A breakdown of the CCI per household income shows significantly different results, with South Africa’s wealthy and middle-income earners significantly less hopeful than the country’s low-income earners.

“A more detailed breakdown of the CCI shows that, while consumer confidence fell notably across all income groups, high-income confidence has soured more than low-income confidence since the end of 2021,” FNB said.

“Having already slumped from -11 to -18 index points in the first quarter, the confidence level of high-income households (earning more than R20,000 per month) crashed to -30 in the second quarter.”

This reading is only three index points north of the historic low of -33 recorded for this sub-index in the second quarter of 2020, with the vast majority of affluent households now anticipating a deterioration in their household finances and, in particular, in South Africa’s economic growth rate, FNB said,

“Similarly, the confidence level of middle-income households (earning between R2,500 and R20,000 per month) slumped from -11 to -23, while low-income confidence (consumers earning less than R2,500 per month) declined from -6 to -16 index points.

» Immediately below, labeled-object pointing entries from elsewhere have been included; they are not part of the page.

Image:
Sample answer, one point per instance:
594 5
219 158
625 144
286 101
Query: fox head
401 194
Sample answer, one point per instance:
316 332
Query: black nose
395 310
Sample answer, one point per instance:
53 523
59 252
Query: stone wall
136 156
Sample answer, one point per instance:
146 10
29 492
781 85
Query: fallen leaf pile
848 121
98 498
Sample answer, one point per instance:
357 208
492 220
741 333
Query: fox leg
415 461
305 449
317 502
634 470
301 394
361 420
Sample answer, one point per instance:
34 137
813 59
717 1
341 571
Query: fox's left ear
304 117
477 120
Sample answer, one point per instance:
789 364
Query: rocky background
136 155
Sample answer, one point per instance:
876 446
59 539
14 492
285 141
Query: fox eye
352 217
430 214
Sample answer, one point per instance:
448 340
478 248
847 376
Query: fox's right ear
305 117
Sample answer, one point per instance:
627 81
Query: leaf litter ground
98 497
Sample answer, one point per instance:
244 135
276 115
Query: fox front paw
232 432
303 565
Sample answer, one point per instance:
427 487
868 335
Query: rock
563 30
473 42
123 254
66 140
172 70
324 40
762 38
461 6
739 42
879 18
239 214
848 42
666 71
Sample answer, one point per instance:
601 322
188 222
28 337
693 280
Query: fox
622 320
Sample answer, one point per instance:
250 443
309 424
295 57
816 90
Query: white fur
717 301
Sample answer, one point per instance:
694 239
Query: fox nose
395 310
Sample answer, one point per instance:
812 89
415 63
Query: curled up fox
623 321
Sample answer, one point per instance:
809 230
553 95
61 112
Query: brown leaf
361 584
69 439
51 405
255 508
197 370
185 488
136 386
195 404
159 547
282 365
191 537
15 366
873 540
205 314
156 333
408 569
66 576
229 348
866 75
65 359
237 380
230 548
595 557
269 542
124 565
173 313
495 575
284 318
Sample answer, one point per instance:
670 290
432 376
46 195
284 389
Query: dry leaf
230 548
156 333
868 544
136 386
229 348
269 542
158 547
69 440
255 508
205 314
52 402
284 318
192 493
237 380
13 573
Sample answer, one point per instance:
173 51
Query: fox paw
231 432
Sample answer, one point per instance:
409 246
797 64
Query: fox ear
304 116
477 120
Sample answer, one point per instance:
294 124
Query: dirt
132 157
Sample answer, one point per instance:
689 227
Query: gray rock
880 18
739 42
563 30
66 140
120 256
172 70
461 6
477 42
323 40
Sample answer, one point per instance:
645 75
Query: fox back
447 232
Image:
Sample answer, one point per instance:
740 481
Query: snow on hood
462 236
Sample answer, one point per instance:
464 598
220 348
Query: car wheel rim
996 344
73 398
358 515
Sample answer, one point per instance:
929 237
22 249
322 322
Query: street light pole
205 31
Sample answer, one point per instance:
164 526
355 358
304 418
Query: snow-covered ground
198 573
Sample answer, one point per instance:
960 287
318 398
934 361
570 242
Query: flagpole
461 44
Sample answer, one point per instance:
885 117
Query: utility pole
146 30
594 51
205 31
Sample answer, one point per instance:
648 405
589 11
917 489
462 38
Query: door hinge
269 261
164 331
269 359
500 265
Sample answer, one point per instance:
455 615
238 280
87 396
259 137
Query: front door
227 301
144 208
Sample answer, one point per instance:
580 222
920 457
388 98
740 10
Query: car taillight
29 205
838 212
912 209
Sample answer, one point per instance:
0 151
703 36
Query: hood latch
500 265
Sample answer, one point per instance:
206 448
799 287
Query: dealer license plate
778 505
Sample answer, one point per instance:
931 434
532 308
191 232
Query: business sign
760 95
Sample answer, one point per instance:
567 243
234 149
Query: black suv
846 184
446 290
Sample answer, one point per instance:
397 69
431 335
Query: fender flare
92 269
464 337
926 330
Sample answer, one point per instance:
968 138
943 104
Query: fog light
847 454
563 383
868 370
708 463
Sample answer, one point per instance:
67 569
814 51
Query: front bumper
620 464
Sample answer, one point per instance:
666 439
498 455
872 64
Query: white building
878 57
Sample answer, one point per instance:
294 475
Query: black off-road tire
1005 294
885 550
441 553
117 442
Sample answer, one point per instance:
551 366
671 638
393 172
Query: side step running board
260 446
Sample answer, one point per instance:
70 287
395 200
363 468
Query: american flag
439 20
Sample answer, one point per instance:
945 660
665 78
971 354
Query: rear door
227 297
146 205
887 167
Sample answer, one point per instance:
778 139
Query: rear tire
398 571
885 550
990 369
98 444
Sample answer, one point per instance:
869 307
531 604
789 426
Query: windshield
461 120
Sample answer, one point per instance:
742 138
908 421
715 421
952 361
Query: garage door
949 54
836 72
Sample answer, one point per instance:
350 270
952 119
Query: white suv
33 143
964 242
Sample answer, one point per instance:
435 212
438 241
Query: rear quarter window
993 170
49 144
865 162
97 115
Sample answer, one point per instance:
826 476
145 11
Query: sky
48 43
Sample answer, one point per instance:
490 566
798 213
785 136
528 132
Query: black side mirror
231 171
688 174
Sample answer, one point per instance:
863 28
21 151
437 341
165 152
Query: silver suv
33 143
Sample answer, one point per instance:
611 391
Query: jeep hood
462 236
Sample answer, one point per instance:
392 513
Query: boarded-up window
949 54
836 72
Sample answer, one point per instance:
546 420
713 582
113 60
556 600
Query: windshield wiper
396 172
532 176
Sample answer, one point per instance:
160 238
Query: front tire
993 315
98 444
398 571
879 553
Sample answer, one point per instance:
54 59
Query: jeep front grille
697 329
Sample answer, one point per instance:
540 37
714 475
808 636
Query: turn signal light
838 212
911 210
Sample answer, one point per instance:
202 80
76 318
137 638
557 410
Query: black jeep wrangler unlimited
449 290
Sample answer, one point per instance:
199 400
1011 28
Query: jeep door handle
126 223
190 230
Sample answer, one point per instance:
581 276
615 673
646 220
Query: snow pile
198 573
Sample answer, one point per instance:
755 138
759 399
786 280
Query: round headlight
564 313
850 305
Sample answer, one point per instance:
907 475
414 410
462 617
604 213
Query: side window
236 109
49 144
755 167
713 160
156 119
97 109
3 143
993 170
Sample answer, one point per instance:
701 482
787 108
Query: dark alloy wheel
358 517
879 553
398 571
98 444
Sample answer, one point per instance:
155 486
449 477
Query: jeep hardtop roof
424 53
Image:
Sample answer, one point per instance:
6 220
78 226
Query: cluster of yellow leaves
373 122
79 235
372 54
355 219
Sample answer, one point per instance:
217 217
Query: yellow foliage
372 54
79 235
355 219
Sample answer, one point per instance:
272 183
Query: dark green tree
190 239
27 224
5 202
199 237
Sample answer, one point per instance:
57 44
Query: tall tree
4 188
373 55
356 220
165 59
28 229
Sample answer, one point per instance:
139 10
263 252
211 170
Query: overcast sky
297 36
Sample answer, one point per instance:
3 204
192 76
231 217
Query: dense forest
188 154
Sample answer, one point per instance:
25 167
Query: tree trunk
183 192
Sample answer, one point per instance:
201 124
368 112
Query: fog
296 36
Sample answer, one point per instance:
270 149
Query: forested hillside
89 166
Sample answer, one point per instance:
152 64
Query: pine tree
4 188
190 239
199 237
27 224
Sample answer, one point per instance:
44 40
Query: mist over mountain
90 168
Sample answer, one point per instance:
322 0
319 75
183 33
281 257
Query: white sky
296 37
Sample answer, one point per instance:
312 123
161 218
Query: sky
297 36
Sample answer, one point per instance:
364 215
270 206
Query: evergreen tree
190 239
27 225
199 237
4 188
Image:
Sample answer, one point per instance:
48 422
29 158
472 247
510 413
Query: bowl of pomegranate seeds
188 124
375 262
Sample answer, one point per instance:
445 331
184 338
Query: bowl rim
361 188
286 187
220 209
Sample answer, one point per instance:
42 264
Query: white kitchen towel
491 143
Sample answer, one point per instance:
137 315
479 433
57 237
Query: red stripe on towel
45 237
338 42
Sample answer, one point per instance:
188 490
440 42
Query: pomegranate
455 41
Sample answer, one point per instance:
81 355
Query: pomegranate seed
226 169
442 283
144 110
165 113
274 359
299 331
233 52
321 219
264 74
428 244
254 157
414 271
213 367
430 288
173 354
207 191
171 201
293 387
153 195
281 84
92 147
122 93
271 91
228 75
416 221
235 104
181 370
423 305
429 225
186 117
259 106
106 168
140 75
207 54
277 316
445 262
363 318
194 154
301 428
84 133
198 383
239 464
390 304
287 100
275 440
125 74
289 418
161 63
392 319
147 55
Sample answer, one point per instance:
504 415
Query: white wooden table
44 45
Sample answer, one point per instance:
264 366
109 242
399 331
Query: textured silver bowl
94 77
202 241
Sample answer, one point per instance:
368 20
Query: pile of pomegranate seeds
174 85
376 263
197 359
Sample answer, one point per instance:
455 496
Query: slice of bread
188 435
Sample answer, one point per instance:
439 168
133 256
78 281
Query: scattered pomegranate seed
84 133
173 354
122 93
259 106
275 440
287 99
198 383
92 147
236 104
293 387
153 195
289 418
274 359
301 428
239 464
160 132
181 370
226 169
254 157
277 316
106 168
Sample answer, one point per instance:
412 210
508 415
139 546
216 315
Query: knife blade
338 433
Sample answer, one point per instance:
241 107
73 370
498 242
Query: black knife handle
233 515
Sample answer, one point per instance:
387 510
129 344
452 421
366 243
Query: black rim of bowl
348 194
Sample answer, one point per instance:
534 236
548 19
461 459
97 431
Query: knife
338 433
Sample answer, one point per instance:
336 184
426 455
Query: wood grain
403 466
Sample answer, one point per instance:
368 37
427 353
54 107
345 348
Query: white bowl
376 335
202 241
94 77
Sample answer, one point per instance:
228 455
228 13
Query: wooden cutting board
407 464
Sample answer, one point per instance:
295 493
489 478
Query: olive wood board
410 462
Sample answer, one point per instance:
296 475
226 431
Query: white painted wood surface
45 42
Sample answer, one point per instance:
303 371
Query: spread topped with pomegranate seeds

“Although consumer sentiment is now very depressed across all three income groups, affluent consumers are considerably more downbeat compared to low-income households.”

FNB noted that the decline in optimism among the middle-class can be partly attributed to rising inflation and significant interest rate hikes since the start of the year.

“Whereas spiralling food and fuel prices are probably of primary concern to less affluent households, the prospects of further steep interest rate hikes and sinking share prices on the JSE would have compounded the inflationary pressures when it comes to middle- and high-income households.”

FNB chief economist Mamello Matikinca-Ngwenya noted that The non-payment of the R350 per month social relief of distress (SRD) grant to 10.6 million South Africans in April and May in all likelihood also weighed on the confidence levels of many low-income households.

“However, a substantial improvement in job creation in recent months and Sassa’s commitment to resume the SRD grant payments at the end of June – as well as to catch-up all missed payments from July – probably prevented an even more pronounced decline in low-income confidence during the second quarter,” she said.

Cause for alarm 

Although consumer sentiment was widely expected to weaken further given the worsening inflation and interest rate outlook, the extent of the drop in consumer confidence is alarming, Matikinca-Ngwenya said.

“Save for the panicked level 5 lockdown period during the initial outbreak of the Covid pandemic in South Africa, the FNB/BER CCI is now at its lowest level in 35 years.

“While household consumption expenditure still surprised on the upside in the first quarter of 2022, the dramatic deterioration in confidence points to a sudden slump in consumers’ willingness to spend and foreshadows a significant slowdown in real consumer spending growth relative to the strong first quarter.

“Even though consumers are likely to tighten their purse strings, the surprisingly large fall in the CCI could signify somewhat of an overreaction to recent developments and may not translate into an equally large contraction in consumer spending,” she said.

“Positive developments such as the scrapping of all remaining Covid-19 regulations – including the wearing of masks, limits on gatherings and border checks – a gradual recovery in job creation and the back payment of missed SRD grants could counter some of the mounting inflationary and interest rate pressures.

“Savings accumulation among affluent consumers over the last two years should also underpin spending by high-income households. Nevertheless, the combination of soaring food and fuel prices and increased wariness among consumers will no doubt see a realignment of consumer budgets.”

Households will likely start to draw on savings and slash their discretionary spending – especially on big-ticket durable goods – to buttress purchases of basic necessities and support the recovery in spending on clothing, restaurants, recreation and entertainment following the lifting of Covidrestrictions, she said.